どちらの場合にしても計算がややこしく見逃してしまいがちですが、企業が計算を間違え、所定の金額よりも少なく支給されているということも少なくありませんので、しっかりと確認しておきましょう。
仕事の評価軸
歩合制のみならず仕事の評価がどこでされるかというのは労働者全員にとって重要なことです。歩合制の場合は仕事の成果に比例して給料も増減するので他の仕事に比べれば評価が分かりやすいことは確かです。しかしそれだけではありません。有数セールスマンだけが評価してもらえるという世界ではありませんので、どの点に評価される軸はどこなのか確認しておきましょう。
売り上げがいい
有数セールスマンだけが評価されるわけではないといいつつも、やはり評価されるのは売上額のいい人です。歩合制はインセンティブを導入してセールスマンのモチベーションをアップさせるためのものなので、当然高い成績を残し続ける人は高い評価を得られます。
売り上げ数が多い人
売上額だけではなく売り上げの数、販売数が多い人も評価の対象になります。同じ業界、同じ企業でも部署が違ったり取り扱う商品が違えば、単価も変わってきます。単価の高い部署にいれば一つ売っただけでも好成績ということもあります。
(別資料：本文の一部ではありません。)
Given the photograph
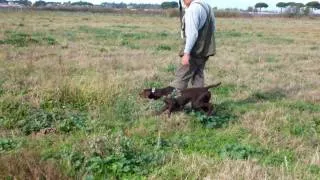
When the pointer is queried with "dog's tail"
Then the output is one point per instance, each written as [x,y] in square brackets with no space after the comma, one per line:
[214,85]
しかし、高単価で利益を上げるということも大切ですが、低単価であっても世に多く送り出し、商品を広めるというのも企業にとっては大切なことです。なので単価が低く、売り上げ額は小さくても販売数が多ければ評価されることになります。
コンスタントに売れる人
高い売り上げ、多い販売数どちらも大切です。大口の顧客を捕まえればその月は一気に営業成績有数ということもあります。しかしそれらが長続きしなければ意味はありません。常に上位にいう優秀なセールスマンも確かに存在しますが、多くはそうではありません。少額であってもコンスタントに売り続けるというのも評価の対象になります。
まぐれでその月だけ有数の成績を取ってもそれまでの成績が良くなければ全体では会社の利益になっていないこともあります。まぐれ当たりだけで高評価を簡単に与えてしまうと真面目にコツコツ頑張ってきた人がやる気をなくしてしまうので、公平なジャッジをするためにも、継続して販売できるかという点も評価の軸に含まれています。
歩合制で働くということ
歩合制で働くということは自分の成果が見えやすく、ビジネスマンにとってはやる気の上がる制度だといえます。成功報酬が基本になるので、営業職などに多く見られる制度です。しかし歩合制とはいえ、売れなければ給料が0になるわけではありません。最低限の部分は法律できちんと守られていますので安心して働きましょう。
最低限の給料が保障されているため、完全歩合制と謳っていても固定給は必ずあります。固定給+出来高の一部歩合制が一般的なので、それと比べると出来高の割合が大きいという認識をしておきましょう。この出来高の割合についても法律で定めがあります。基本給が低すぎる場合は迷わず相談するようにしましょう。
歩合制はたくさん売った人、大きな利益を上げた人だけが評価されるのではありません。多くはなくても毎月コンスタントに売ることができる人ももちろん評価されます。歩合の仕事はギャンブル性が高いイメージもありますが、真面目に頑張って評価されている人もいますのでそのことを覚えておきましょう。